Certainly the strategy makes sense. But what about when it comes time to develop Grasset and Martiniere into producing mines?
Wagner’s response was one that some investors might not expect, but his humble attitude is one that investors will definitely appreciate. “I think personally, I wouldn’t. To be very, very fair, I’m not somebody you probably want building a mine for you. But as in any scenario, if it ends up being the right thing to do for Balmoral, if it’s the best thing to maximize the value of the asset base for the company, then you can always find a good mine builder to come sit in this chair, and I’ll be quite happy to go and work on finding the next asset for the company. Having said that, we are opportunity driven.”
To make his point, Wagner reflected on his time at West Timmins, highlighting that the company “got one of those ‘offers you can’t refuse’ to sell the company.” He continued, “it was a successful piece of business in the short term for our shareholders at West Timmins, and in the longer term for the acquirer, as Thunder Creek has become Lake Shore Gold’s lead asset.”
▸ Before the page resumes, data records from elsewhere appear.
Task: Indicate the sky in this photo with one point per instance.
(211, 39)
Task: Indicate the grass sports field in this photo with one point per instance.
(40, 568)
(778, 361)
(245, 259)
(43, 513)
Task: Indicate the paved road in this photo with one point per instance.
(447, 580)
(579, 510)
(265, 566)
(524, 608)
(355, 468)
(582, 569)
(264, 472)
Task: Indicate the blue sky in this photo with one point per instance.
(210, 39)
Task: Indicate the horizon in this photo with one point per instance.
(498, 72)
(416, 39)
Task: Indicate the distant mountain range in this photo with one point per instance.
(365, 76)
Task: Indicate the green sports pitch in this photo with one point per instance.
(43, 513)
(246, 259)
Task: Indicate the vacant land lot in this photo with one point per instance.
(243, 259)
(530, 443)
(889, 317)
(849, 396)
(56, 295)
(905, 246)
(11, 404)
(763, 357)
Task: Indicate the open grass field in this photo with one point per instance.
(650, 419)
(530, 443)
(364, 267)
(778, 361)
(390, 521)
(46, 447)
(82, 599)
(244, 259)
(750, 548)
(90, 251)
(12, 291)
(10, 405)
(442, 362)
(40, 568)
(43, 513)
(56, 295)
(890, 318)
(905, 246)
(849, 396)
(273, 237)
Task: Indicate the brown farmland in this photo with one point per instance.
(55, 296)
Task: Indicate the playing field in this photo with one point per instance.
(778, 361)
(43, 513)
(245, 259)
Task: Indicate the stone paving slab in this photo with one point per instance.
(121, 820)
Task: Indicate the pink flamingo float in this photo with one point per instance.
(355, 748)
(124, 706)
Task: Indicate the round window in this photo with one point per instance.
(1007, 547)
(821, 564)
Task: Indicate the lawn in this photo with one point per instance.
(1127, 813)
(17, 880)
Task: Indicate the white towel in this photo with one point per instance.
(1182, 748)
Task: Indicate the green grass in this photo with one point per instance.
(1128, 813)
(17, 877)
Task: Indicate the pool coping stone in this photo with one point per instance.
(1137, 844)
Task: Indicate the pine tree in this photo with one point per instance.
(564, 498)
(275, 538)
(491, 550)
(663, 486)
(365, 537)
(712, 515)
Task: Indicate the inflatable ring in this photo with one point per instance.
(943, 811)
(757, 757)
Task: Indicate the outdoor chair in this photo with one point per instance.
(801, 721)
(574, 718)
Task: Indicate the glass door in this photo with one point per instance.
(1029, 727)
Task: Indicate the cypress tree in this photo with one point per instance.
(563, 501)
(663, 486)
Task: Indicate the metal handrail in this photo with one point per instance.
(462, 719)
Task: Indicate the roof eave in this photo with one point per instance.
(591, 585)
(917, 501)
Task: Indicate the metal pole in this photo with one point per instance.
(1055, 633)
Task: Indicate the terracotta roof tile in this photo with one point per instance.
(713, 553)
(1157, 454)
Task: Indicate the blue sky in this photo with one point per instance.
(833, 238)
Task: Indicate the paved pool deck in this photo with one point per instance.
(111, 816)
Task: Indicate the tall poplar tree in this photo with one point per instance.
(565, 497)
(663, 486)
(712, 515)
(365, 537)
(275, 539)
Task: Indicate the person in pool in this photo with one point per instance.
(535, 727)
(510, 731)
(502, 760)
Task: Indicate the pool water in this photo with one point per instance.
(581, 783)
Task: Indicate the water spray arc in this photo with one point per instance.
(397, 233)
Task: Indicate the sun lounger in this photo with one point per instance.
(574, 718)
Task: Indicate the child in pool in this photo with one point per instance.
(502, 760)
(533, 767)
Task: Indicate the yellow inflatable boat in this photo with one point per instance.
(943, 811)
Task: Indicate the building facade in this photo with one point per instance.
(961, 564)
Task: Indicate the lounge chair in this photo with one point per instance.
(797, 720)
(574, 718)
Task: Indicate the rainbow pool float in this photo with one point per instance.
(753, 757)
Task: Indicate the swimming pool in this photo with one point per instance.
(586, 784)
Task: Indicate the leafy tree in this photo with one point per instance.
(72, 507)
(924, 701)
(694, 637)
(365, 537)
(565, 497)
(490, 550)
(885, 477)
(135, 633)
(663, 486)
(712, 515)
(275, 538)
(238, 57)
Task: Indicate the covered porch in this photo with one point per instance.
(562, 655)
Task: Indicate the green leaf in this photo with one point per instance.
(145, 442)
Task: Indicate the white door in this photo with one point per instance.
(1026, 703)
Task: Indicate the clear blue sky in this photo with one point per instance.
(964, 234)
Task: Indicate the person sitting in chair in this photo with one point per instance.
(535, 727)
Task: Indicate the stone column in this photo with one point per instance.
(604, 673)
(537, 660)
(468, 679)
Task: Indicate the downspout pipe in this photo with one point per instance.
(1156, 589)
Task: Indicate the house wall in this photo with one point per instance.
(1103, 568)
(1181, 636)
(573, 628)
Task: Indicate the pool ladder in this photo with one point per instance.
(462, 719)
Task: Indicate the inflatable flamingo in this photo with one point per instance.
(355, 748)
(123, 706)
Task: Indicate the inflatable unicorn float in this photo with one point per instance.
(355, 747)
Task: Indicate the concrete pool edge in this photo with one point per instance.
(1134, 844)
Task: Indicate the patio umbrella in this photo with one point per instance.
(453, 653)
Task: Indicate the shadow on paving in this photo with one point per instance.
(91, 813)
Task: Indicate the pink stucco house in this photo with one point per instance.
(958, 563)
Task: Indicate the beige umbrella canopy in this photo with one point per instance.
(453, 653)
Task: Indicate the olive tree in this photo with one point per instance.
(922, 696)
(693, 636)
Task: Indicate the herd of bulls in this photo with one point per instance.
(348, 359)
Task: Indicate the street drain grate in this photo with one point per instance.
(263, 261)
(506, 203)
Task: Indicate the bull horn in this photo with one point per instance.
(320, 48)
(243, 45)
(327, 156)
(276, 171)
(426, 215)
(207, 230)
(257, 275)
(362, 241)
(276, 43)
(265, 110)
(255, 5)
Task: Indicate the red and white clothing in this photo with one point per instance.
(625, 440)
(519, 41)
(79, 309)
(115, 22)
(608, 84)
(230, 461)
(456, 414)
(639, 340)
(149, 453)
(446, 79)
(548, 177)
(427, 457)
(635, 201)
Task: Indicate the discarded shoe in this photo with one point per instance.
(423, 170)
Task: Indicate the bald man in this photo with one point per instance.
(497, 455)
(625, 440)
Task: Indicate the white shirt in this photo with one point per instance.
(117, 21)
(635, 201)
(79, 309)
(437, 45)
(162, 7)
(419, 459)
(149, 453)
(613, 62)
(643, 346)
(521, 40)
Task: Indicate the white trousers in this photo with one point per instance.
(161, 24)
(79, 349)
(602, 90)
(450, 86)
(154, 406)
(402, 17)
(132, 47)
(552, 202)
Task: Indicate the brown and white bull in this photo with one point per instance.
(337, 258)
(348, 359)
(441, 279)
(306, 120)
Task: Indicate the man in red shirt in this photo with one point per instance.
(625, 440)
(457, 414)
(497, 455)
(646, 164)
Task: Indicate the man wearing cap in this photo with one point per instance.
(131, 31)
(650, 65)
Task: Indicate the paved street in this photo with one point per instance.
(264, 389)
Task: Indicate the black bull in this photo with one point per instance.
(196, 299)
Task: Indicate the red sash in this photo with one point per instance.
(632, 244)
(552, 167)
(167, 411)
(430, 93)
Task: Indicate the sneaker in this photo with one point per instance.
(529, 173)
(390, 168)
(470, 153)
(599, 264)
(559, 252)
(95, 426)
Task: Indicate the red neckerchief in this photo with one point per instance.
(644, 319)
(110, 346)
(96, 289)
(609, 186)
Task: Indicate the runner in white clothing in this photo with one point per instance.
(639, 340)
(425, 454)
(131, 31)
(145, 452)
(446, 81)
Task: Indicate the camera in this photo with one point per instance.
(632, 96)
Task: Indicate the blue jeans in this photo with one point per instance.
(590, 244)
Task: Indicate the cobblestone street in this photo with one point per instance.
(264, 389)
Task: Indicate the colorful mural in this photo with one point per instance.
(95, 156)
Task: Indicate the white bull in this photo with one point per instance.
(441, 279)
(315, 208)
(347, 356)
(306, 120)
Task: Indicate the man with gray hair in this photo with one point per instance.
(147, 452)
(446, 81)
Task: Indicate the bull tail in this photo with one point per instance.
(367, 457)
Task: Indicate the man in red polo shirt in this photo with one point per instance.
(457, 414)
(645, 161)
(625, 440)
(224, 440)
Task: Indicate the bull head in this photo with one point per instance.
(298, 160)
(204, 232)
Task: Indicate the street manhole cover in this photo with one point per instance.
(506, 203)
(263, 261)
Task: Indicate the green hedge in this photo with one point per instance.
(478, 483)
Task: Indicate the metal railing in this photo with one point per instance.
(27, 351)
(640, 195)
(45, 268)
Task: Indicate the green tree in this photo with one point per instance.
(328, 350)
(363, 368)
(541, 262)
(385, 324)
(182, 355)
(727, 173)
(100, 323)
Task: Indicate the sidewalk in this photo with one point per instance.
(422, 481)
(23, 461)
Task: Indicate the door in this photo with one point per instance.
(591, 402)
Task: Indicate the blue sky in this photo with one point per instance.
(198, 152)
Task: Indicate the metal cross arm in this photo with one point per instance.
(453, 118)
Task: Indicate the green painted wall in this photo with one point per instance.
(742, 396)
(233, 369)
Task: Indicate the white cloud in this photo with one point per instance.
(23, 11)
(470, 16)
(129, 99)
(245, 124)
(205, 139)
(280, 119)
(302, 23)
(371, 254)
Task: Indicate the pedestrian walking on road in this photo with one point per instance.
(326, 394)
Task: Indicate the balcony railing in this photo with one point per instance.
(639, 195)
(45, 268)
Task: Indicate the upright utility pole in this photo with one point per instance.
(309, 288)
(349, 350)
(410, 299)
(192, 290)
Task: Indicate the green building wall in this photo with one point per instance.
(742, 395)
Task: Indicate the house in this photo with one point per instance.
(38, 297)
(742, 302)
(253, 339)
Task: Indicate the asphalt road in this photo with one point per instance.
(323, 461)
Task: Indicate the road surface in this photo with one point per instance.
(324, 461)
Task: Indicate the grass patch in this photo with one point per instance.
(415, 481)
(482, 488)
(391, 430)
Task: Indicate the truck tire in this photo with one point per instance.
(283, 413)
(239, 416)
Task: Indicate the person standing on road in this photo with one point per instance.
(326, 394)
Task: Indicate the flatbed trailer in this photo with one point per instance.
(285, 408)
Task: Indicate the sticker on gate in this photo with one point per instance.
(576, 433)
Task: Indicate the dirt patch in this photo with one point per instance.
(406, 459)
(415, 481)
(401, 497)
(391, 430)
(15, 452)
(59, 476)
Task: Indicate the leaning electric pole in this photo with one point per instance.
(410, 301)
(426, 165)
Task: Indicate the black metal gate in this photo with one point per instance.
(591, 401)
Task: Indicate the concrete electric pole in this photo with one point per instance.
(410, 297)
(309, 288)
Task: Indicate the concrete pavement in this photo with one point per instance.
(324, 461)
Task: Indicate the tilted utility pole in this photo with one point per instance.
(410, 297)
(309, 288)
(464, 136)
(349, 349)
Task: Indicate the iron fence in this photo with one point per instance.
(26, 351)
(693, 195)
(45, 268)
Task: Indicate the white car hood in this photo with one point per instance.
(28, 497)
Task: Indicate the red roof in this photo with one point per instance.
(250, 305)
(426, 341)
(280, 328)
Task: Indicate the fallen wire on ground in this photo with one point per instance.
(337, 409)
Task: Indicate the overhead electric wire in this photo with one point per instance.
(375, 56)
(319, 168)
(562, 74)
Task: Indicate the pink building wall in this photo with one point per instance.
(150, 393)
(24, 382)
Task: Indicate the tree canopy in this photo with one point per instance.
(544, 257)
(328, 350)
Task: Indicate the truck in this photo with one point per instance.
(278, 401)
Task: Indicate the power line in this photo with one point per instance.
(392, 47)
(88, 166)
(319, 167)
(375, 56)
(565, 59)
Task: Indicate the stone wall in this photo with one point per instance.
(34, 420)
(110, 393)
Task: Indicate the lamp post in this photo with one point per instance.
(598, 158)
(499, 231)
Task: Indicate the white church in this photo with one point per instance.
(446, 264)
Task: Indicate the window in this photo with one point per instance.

In terms of Balmoral, he remains open minded. “Our door is always open for discussions, and if someone has a viable scenario to present to us, we certainly will never be arrogant enough to say we won’t listen,” he said. “We have to judge, at the moment in time, whether any deal/offer makes sense for the shareholders and what it does to accomplish that goal of getting as close to maximum value as we can for an asset. If either of our lead assets, or the next one we discovery, decides that it needs to wander down its own path and get built, then that’s great and we swap out elements of the team, we bring in people with the expertise to do that.”
From his conversation with NIN,Wagner’s passion for mining exploration certainly showed through.
“In this space, there are expert finders, there are expert builders, and expert operators, and it’s very rare that you find one person or group who does all three well. Usually you’re swapping components of the team out as you progress forward toward production,” he explained. “So I think our preferred path for the group that’s here would probably be to take the asset to a point and move it on to somebody else and go find another one. Because that’s what excites us and that’s what makes our jobs enjoyable. Unlocking the puzzle, I guess.”
It’s clear from Wagner’s responses that he is certainly ready to go with the flow in terms of the future of Grasset and Martiniere. And sure enough, the CEO believes that for success, you need to be opened mined. “It would be cool to be on a project from discovery to production, but you have to really sit down and question in your own mind if you actually have the toolkit, drive and desire to do that?”
Echoing his earlier statement regarding his attraction to geology, he concluded, “I’m way more interested, way more excited, way more enthusiastic about going out and finding another deposit than I ever would be about building a mine on top of one. In my world, where the day to day excitement, nervousness and anticipation of ‘what’s coming out of the drill tomorrow’ is so energizing I can’t really get too excited about scheduling spreadsheets, labor contracts and cost overruns. But fortunately for all of us, there are some great folks that do. I enjoy the hunt, somebody else can skin the beast and carve it up.”
Interested investors will definitely want to stay on board to see what the team at Balmoral hunts down next.
Securities Disclosure: I, Teresa Matich, hold no investment interest in any of the companies mentioned.